Dida: Well, first of all, there were family reasons. That’s because, when my Milan contract expired, I stayed on in Italy for another year trying to find a club in England, since it was my dream to play in English football. That didn’t happen for me, as being a non-EU player made the situation even more difficult. So, after that I decided to move back to Brazil with my family. I love my country and I’d always planned to live here once I'd retired from football. But then an offer came along and I signed a contract. I had the opportunity to join Portuguesa and play in the Brazilian top flight. Now I’m just hoping to keep that going.
You've had a long and successful career so far, which has featured many games for A Seleção and being part of the squad at three FIFA World Cups™, one of which was won. Looking back, how can you describe an experience like that?
Your first World Cup definitely leaves it mark on you. You have to ready to do what’s necessary to help your team-mates. I know that I wasn’t directly involved in [France] 1998, because I was just training and sitting on the bench, but even so you can still make a big contribution to the squad. The same thing happened the second time too, in Japan and South Korea [in 2002]. When you win a World Cup, even as a substitute, it’s a huge thrill. It makes you even more motivated to be part of A Seleção and to represent your country.
Playing at a World Cup is a unique experience for any player, and I’m thankful to God for having achieved that.
Even though Brazil were unable to defend their crown at Germany 2006, it must have been a very special feeling to take part, right?
It’s something you can’t put into words. Just being there, playing your part. It was something I’d dreamed about since I was little. Of course I’d participated in other competitions and travelled to other World Cups, but I’d always been on the bench [at the World Cups]. So, it was like a dream come true. Unfortunately we weren’t able to become world champions, but I think playing at a World Cup is a unique experience for any player, and I’m thankful to God for having achieved that.
Is it true that when you were a child you set up a team named after Rio de Janeiro giants Flamengo?
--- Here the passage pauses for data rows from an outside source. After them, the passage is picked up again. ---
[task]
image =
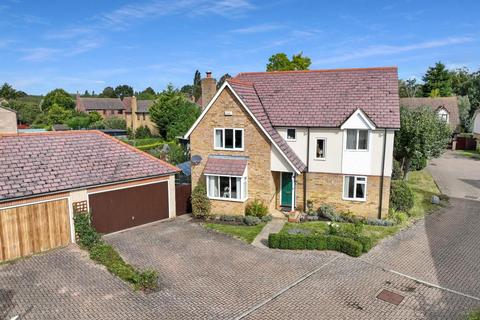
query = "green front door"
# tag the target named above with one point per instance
(286, 199)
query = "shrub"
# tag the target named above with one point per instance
(397, 217)
(143, 132)
(251, 220)
(87, 237)
(401, 197)
(397, 172)
(266, 218)
(200, 203)
(329, 212)
(256, 208)
(315, 242)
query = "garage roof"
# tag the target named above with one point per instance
(39, 163)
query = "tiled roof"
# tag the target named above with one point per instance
(247, 93)
(225, 166)
(38, 163)
(325, 98)
(99, 104)
(449, 103)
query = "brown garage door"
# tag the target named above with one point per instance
(33, 228)
(125, 208)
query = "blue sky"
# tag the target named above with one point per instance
(80, 45)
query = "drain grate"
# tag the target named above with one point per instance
(390, 297)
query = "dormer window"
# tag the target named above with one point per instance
(357, 139)
(228, 139)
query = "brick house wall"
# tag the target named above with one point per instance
(261, 182)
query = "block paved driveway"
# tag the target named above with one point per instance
(205, 275)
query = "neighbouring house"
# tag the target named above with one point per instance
(135, 112)
(46, 177)
(445, 107)
(476, 127)
(288, 137)
(8, 120)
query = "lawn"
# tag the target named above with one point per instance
(474, 154)
(423, 187)
(245, 233)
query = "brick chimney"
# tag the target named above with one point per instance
(209, 88)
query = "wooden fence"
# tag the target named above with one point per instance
(33, 228)
(183, 202)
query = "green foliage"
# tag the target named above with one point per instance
(106, 255)
(58, 97)
(438, 81)
(422, 135)
(87, 237)
(58, 115)
(200, 203)
(143, 132)
(173, 113)
(123, 91)
(280, 62)
(108, 92)
(315, 242)
(256, 208)
(397, 172)
(401, 196)
(252, 220)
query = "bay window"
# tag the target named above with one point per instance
(227, 188)
(355, 188)
(228, 139)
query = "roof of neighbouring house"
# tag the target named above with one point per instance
(448, 103)
(39, 163)
(229, 166)
(326, 98)
(100, 103)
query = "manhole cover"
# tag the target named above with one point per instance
(390, 297)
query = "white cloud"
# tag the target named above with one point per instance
(382, 50)
(257, 29)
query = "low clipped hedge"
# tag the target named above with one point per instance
(315, 242)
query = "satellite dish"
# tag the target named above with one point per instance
(196, 159)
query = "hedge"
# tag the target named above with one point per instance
(315, 242)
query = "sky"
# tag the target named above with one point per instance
(88, 45)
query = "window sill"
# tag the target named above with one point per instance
(227, 199)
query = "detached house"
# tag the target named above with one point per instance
(288, 137)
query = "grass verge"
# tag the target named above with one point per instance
(245, 233)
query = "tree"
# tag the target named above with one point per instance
(108, 92)
(59, 97)
(409, 88)
(173, 113)
(123, 91)
(422, 135)
(280, 62)
(197, 85)
(222, 80)
(147, 94)
(8, 92)
(57, 114)
(437, 81)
It wasn’t just me who organised that team; my brothers were involved too as well as other people from my city. The team was called Flamenguinho (little Flamengo) and it was pretty much the first side I played for, all that time ago. We probably chose that name because we were all Flamengo fans: we all really liked Fla. I can remember going and knocking on the doors of each of the players to get a team together so we could play in tournaments. We won some and lost others, but I think that was the starting point of my footballing career. That’s because, before that, I’d only ever played on the patch of land behind my house or in a few games of futsal.
Which goalkeepers most inspired you?
One of my heroes was [Rinat] Dasaev. I saw him play at the World Cup and he was a great keeper – he used to make incredible saves. You’ve got Taffarel too, who I watched play for A Seleção for a long time and I later even had the opportunity to work alongside him at several competitions. He was a great friend to me. I think that [training with Taffarel] had a huge contribution on my development and my growth as a player.
One of your main qualities has always been your penalty-saving ability. Can you tell us the secret to coming out on top in those situations?
It’s all about preparation. You need to train well on a daily basis, be happy in yourself and always stay fully focused. I think that everything you work on helps. I really enjoy being able to help my team on those occasions, because it’s not easy for [outfield] players to handle the pressure, particular when it’s a shoot-out. I don’t think that keepers have as much responsibility on their shoulders as the other players at times like those, but we're still expected to do something. With God’s help I’ve been very dedicated throughout my career, and I still am today, so I’m able to do a good job. I don’t think it’s any different when it comes to penalties. You have to be focused if you want to save as many penalties as possible.